Hさんは、転職先企業が間もなく行った組織再編によって、それほど経験のない「事業開発部」に配属となり、ある日突然、仕事内容が一変してしまった人物。「心機一転、頑張ろう!」とは思うものの、周りにも馴染めないまま経験の浅い仕事をしなくてはいけないプレッシャーに、日々、押しつぶされそうになっていました。
Hさんは、正直、何をどんなふうにやっていけばいいのか分からなくなっていました。 勇気を出して先輩に質問してみても、「じゃ、僕がやっておくよ」と一言。周りが“そんなことも知らないの?”と言っているように思え、まるで自分一人が取り残されていくようなあせりを、次第に強く感じるようになっていったといいます。
毎日がそんな具合だから、Hさんはだんだん人が変わったように沈んでいきます。口数が減るどころか、部署のメンバーと目を合わせるのすらビクビクするようになり朝、出社しても相手の顔を見て「おはよう」とさえ言えなくなってしまったのです。
そんなある日、Hさんは上司にミーティングルームに呼ばれました。
「最近なんだか沈んでいるように見えるけど、なにかあった?」
Hさんはこれまで、あまりにも忙しそうなので声をかける事もできないでいたその上司に、すべての事を包み隠さず打ち明けました。「正直、つらいだけです。どうしたらいいのか分かりません…」と。するとその上司は、こう言いました。
「じゃあ、明日から毎日、朝の15分間、二人で朝会をやろう」。
さて、それからHさんは、毎朝「今日はこれをしようと思います」とその上司に仕事を報告。「じゃあこんな準備が必要になると思うけど、やってある?」上司からはそんなフォローがあり、少しずつ仕事を覚え、自信をつけていったのでした。
現在Hさんは、自分の企画した業務がいくつか形になり、成功体験を積んだことで自信もつき、以前の明るさを取り戻しました。すると不思議なことに、いろいろなことが増々良い方向に動き出し始めたといいます。部署の仲間や他の同僚たち、協力会社の人たちとの関係もよくなり、仕事も面白くなっているといいます。
もしあのまま上司が気付かずにいたら、Hさんが再び転職活動を始めるのは時間の問題だったでしょう。日々の人材マネジメントは、人事ではなく現場の中間管理職が行うもの。では、人事には、一体何ができるでしょうか…。

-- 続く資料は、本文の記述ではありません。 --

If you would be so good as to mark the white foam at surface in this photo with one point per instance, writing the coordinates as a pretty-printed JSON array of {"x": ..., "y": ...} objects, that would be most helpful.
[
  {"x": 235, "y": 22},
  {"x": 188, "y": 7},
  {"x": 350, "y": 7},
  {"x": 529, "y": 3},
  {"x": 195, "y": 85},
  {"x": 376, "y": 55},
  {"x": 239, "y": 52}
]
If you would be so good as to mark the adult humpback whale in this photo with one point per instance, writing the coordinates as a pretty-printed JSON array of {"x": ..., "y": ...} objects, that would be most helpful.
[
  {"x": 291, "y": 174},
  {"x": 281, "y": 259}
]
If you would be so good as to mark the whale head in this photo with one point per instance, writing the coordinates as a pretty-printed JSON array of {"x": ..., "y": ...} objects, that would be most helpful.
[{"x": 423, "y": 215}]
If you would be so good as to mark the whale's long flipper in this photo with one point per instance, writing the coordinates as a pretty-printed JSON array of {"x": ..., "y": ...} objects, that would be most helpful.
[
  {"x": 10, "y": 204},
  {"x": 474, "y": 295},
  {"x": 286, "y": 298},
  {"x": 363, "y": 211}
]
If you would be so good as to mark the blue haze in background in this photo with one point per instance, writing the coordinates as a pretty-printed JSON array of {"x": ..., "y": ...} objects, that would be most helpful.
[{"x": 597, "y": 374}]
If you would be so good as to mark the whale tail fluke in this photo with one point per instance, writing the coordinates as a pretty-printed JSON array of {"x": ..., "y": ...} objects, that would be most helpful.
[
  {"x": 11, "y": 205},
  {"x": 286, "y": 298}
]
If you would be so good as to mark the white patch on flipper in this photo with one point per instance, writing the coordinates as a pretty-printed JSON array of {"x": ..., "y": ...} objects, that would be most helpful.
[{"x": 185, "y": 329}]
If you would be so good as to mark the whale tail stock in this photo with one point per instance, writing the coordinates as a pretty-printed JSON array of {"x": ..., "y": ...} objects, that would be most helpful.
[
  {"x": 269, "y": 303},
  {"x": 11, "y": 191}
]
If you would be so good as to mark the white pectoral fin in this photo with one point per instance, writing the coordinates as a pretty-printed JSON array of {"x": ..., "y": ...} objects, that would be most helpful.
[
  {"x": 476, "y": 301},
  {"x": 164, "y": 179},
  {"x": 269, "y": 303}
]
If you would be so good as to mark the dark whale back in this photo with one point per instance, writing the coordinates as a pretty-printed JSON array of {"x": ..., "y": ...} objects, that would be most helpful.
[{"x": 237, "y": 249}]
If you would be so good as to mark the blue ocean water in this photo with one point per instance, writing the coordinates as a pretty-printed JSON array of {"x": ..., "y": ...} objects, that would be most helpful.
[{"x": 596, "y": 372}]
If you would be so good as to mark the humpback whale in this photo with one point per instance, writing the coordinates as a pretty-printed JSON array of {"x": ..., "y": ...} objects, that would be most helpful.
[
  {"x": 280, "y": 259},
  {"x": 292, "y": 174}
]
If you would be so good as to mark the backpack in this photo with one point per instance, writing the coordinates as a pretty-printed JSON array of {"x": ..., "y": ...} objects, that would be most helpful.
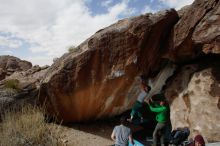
[{"x": 179, "y": 136}]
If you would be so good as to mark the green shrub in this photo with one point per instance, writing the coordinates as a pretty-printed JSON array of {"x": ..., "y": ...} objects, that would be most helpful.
[
  {"x": 73, "y": 49},
  {"x": 12, "y": 84},
  {"x": 27, "y": 127}
]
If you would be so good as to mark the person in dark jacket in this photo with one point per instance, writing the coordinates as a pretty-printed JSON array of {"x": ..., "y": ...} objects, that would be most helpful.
[
  {"x": 162, "y": 118},
  {"x": 136, "y": 109},
  {"x": 198, "y": 141}
]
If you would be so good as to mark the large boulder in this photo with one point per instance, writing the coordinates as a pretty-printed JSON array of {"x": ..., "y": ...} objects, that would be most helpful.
[
  {"x": 98, "y": 80},
  {"x": 10, "y": 64},
  {"x": 194, "y": 95},
  {"x": 196, "y": 32}
]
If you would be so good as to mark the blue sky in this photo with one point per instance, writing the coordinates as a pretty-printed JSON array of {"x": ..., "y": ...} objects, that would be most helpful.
[{"x": 40, "y": 30}]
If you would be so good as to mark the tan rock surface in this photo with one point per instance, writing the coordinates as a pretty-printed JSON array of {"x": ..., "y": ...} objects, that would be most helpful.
[
  {"x": 99, "y": 80},
  {"x": 194, "y": 95},
  {"x": 197, "y": 31},
  {"x": 10, "y": 64}
]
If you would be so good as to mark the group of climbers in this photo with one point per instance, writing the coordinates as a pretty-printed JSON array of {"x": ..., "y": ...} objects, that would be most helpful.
[{"x": 122, "y": 133}]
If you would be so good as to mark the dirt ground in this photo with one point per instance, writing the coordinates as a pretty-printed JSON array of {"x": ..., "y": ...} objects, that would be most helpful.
[{"x": 95, "y": 133}]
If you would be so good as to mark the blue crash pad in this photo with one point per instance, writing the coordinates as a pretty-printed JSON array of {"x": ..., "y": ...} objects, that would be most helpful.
[{"x": 137, "y": 143}]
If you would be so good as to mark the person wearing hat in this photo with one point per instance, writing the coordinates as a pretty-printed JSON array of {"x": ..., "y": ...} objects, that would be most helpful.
[
  {"x": 136, "y": 109},
  {"x": 162, "y": 119},
  {"x": 122, "y": 134}
]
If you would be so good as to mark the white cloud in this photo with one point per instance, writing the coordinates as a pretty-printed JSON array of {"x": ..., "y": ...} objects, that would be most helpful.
[
  {"x": 50, "y": 26},
  {"x": 177, "y": 4},
  {"x": 106, "y": 3},
  {"x": 9, "y": 43},
  {"x": 8, "y": 52},
  {"x": 148, "y": 9}
]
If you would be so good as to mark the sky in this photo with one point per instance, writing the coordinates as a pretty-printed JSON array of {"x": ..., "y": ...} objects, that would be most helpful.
[{"x": 41, "y": 30}]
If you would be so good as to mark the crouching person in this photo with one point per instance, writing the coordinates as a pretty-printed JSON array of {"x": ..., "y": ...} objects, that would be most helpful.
[{"x": 122, "y": 134}]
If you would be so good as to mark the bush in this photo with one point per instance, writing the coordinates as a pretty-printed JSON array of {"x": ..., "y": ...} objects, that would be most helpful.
[
  {"x": 27, "y": 127},
  {"x": 12, "y": 84},
  {"x": 73, "y": 49}
]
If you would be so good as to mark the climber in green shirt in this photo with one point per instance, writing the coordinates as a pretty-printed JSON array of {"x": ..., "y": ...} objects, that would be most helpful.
[{"x": 162, "y": 119}]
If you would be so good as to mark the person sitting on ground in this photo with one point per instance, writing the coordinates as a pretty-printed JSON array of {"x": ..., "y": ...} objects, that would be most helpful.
[
  {"x": 122, "y": 134},
  {"x": 198, "y": 141},
  {"x": 145, "y": 89},
  {"x": 162, "y": 119}
]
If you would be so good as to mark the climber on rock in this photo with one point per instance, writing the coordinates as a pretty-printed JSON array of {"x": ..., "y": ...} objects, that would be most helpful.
[
  {"x": 162, "y": 119},
  {"x": 136, "y": 110},
  {"x": 122, "y": 134}
]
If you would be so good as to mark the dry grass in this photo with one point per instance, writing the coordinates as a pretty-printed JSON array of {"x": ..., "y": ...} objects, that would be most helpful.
[
  {"x": 27, "y": 127},
  {"x": 12, "y": 84}
]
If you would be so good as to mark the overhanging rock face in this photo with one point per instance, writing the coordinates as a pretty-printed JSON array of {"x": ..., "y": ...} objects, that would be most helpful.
[{"x": 98, "y": 80}]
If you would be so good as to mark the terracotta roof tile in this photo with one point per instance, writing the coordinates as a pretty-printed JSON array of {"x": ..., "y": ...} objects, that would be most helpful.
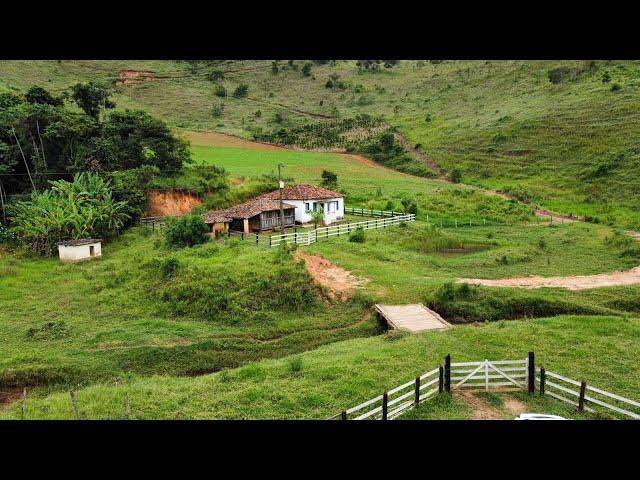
[
  {"x": 244, "y": 210},
  {"x": 302, "y": 192}
]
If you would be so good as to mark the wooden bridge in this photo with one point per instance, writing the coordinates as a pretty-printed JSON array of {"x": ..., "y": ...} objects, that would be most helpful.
[{"x": 414, "y": 318}]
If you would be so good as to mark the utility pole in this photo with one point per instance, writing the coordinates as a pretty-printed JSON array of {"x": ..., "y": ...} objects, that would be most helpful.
[{"x": 281, "y": 185}]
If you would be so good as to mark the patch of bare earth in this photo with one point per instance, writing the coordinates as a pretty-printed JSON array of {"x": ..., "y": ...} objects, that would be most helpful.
[
  {"x": 170, "y": 202},
  {"x": 481, "y": 409},
  {"x": 217, "y": 139},
  {"x": 339, "y": 283},
  {"x": 484, "y": 411},
  {"x": 132, "y": 77}
]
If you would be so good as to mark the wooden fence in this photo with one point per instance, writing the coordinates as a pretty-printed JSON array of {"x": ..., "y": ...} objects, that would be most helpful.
[
  {"x": 503, "y": 374},
  {"x": 313, "y": 235}
]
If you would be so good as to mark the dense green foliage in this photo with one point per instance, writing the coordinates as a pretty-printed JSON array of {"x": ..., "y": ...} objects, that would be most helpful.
[
  {"x": 186, "y": 231},
  {"x": 43, "y": 138},
  {"x": 83, "y": 208}
]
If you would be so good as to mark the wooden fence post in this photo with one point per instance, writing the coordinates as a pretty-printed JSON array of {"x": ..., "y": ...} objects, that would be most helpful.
[
  {"x": 531, "y": 373},
  {"x": 385, "y": 401},
  {"x": 74, "y": 402},
  {"x": 24, "y": 403},
  {"x": 583, "y": 387},
  {"x": 447, "y": 373}
]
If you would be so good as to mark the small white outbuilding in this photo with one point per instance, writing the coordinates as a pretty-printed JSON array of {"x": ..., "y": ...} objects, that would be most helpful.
[{"x": 73, "y": 251}]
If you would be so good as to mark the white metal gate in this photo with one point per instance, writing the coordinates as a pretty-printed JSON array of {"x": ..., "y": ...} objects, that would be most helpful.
[{"x": 487, "y": 374}]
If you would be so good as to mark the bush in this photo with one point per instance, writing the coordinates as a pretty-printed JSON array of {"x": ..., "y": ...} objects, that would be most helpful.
[
  {"x": 241, "y": 91},
  {"x": 186, "y": 231},
  {"x": 83, "y": 208},
  {"x": 357, "y": 236},
  {"x": 215, "y": 75},
  {"x": 294, "y": 364}
]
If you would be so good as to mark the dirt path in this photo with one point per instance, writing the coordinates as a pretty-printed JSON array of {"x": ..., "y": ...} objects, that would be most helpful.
[
  {"x": 573, "y": 282},
  {"x": 484, "y": 411},
  {"x": 421, "y": 155},
  {"x": 340, "y": 283}
]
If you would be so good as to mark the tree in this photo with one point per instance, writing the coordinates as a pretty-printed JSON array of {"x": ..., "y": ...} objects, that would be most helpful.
[
  {"x": 329, "y": 179},
  {"x": 92, "y": 98},
  {"x": 82, "y": 208},
  {"x": 41, "y": 96},
  {"x": 241, "y": 91}
]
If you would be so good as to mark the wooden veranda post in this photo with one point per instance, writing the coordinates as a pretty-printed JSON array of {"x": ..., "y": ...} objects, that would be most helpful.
[
  {"x": 447, "y": 373},
  {"x": 583, "y": 387},
  {"x": 531, "y": 372}
]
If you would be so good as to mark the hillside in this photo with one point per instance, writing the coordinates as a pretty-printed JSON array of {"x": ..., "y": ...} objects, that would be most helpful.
[{"x": 569, "y": 146}]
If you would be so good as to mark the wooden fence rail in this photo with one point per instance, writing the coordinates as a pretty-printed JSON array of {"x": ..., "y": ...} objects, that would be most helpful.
[
  {"x": 314, "y": 235},
  {"x": 486, "y": 374}
]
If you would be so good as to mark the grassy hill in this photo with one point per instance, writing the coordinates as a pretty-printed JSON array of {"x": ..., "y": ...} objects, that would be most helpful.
[
  {"x": 569, "y": 144},
  {"x": 321, "y": 383}
]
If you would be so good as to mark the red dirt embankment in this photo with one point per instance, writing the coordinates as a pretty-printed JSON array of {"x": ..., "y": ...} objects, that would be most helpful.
[{"x": 170, "y": 202}]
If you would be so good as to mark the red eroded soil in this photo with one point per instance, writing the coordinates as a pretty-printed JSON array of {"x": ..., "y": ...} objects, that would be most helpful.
[
  {"x": 340, "y": 283},
  {"x": 170, "y": 202}
]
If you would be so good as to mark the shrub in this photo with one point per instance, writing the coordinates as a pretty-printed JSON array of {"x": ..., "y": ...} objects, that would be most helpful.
[
  {"x": 217, "y": 110},
  {"x": 241, "y": 91},
  {"x": 306, "y": 69},
  {"x": 357, "y": 236},
  {"x": 186, "y": 231},
  {"x": 215, "y": 75},
  {"x": 455, "y": 175},
  {"x": 294, "y": 364},
  {"x": 82, "y": 208}
]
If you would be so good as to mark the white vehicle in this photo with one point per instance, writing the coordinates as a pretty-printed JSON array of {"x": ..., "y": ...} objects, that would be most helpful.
[{"x": 538, "y": 416}]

それは、人事のみなさんが、人が辞める時というのは、こうした人には言いにくい、ある意味知られたくないような理由の場合も多い、ということをまず把握しておくことです。そして、各現場の中間管理職たちと、定期的に対処法などについてミーティングの場などを設けて“情報共有”しておくことも大切です。
「最近、目を合わせない」「おどおどしている」「声やメールのトーンが変わった」、などという社員がいると聞いたら、人事としては『一声かててみてはいかがでしょうか?』と積極的にはたらきかけましょう。また、社内を見渡して、いつもお昼を一人で過ごしている社員なども、ちょっと気になる存在です。その社員の直属の上司(=中間管理職)に伝えて、一度は真剣に話をしてみるのも危険回避につながるかもしれません。
医療機器メーカーのA社は、入社者に対して手厚くOJTを実施していました。先輩営業社員に新人を同行させること一ヶ月。社用車で営業に回るA社では、まさに先輩社員と新人は徒弟関係の間柄になります。A社に入社したMさんも、先輩社員と朝から晩まで寝食を共にせんばかりの濃密な時間をすごし、そして一ヶ月後に先輩社員ともども退職しました。
どうやらこの先輩社員、以前から会社の経営に不満を持っており、転職を考えていたようなのです。会社に対してネガティブになっている人と「寝食を共にした」のだからひとたまりもありません。Mさんは、先輩社員と同様、すっかりA社にネガティブになってしまいました。
入社直後に身の回りにいる人たちから、「新人」は影響を受けやすいといいます。手厚いフォローも人選をミスすると、逆効果になったりするのです。